Beim ersten Blick auf diesen Papier-Brocken hatte ich zwar meine Zweifel, ob ich die nötige Zeit finden
würde, um mich da durch zu "quälen". Aber da ich auch die früheren Romane wie Säulen der Erde, Pfeiler
der Macht, Tore der Welt ... von Ken Follett verschlungen habe, machte ich mich noch in der Nacht von
Heilig Abend daran die ersten Seiten zu lesen ... und schon nach wenigen Seiten wollte ich das Buch nicht
mehr weg legen.
Sukzessive wurde mir im Laufe des Buches bewusst, wie wenig ich doch über den 1. Weltkrieg wusste.
Aber man lernt ja bekanntlich nie aus. Und ich liebe es ja zu lernen, ohne zu merken, dass ich lerne :-).
Aller guten Recherche und den Realitätsnähe-Versprechungen des Autors zum Trotz, darf man aber natürlich
nicht vergessen, dass es eben ein Roman und kein Sachbuch ist. Wobei das keine konkrete Kritik sein soll,
denn die paar Eckdaten, die ich im Nachgang mal mit Geschichtsbüchern abgeglichen habe, waren auf jeden
Fall alle richtig in die Handlung eingewoben.

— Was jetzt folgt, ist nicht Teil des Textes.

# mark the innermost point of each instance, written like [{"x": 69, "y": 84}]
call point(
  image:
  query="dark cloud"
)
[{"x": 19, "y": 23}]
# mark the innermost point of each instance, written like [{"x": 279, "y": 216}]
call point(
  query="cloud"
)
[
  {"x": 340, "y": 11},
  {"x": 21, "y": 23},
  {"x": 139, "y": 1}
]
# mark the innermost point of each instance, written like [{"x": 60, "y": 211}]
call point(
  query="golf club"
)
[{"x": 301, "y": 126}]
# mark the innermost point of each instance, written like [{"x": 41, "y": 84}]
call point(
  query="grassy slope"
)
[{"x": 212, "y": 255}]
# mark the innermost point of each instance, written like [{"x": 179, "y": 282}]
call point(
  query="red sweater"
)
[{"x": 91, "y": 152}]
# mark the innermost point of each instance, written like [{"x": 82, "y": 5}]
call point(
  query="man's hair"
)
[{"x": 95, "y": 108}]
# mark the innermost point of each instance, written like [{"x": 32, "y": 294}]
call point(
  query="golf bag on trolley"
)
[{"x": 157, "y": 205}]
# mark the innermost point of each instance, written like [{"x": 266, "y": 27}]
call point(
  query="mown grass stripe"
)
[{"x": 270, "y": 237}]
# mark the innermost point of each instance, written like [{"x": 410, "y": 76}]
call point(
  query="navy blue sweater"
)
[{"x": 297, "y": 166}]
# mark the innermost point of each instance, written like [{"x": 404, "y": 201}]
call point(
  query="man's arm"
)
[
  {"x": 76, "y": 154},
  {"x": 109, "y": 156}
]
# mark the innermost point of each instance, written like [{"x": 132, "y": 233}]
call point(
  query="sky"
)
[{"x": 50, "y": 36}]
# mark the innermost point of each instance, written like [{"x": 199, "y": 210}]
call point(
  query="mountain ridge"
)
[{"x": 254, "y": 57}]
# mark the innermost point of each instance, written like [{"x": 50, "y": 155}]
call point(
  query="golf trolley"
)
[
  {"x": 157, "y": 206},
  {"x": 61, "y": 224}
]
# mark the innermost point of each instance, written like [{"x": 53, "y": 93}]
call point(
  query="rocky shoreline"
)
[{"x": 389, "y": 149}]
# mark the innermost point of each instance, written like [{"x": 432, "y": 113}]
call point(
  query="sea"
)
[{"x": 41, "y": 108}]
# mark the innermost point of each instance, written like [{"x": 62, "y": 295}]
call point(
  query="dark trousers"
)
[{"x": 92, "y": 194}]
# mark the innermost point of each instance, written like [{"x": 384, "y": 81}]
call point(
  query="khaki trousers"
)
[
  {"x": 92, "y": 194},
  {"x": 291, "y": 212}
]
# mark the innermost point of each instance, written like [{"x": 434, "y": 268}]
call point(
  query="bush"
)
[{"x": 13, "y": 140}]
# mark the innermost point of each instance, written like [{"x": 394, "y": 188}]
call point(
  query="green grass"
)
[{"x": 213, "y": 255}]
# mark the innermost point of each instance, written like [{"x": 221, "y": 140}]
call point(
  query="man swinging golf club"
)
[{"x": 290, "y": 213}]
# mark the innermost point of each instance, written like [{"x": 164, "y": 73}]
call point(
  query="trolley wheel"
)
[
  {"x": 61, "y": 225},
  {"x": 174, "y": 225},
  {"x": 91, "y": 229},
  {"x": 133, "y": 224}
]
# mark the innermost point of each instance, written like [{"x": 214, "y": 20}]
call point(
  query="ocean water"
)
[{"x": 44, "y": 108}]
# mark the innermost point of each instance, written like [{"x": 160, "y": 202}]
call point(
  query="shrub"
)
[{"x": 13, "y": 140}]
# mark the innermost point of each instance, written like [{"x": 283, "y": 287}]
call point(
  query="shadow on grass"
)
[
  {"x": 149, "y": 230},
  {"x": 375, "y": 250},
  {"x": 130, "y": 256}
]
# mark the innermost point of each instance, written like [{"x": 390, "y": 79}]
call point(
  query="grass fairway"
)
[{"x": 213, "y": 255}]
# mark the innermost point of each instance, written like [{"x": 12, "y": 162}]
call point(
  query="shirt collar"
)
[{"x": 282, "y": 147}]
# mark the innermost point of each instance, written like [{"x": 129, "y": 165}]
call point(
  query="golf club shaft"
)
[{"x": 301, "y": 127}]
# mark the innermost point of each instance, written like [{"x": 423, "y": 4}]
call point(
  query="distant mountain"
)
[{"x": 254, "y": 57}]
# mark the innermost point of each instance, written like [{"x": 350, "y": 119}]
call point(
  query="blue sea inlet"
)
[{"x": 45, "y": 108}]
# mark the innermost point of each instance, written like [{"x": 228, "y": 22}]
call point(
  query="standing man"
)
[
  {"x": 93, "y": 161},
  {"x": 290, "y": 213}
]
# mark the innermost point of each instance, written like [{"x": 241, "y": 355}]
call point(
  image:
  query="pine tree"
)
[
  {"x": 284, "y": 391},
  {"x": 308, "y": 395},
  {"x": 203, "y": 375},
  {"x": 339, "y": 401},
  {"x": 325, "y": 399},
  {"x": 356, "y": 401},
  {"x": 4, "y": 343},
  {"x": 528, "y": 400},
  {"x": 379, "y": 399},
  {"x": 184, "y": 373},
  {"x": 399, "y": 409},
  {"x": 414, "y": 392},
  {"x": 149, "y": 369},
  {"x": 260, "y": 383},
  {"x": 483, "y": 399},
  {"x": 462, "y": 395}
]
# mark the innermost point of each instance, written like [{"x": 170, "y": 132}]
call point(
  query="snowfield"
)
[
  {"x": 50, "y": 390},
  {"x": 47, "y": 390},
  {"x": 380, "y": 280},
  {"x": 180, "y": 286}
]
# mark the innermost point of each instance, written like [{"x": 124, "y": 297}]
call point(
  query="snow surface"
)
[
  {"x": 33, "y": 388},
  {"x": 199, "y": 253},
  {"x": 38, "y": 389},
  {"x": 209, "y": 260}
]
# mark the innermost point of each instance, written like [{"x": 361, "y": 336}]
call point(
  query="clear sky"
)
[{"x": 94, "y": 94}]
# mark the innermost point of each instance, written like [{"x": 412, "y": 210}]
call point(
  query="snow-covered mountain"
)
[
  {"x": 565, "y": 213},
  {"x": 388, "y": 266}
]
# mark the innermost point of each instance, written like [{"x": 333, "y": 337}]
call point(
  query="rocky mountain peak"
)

Wie heißt es so schön: Der erste Eindruck zählt, der letzte Eindruck bleibt.
Angekommen auf der letzten Seite hätte ich zu gerne gewusst, wie es nun mit Blick Richtung Weimarer
Republik mit den Figuren weitergegangen wäre, wäre das Buch hier nicht zu Ende. Mit einem solchen
Gefühl nach über 1000 Seiten zu schließen ist schon eine Kunst.
Andere Leser haben die z.T. geringe Entwicklung einiger Figuren kritisiert. Ich für meinen Teil behaupte,
dass es auch in der echten Welt genug Menschen gibt, die auch nach einschneidenden Erfahrungen keine 180
Grad-Wendung vollziehen. Ich persönlich empfinde die Figuren und ihre Entwicklung als realistisch genug,
um mit ihnen mitzufiebern.
Ich würde das Buch mit gutem Gewissen Freunden empfehlen und so vergebe ich auch hier mit gutem Gewissen
empfehlende vier von fünf Sternen :-).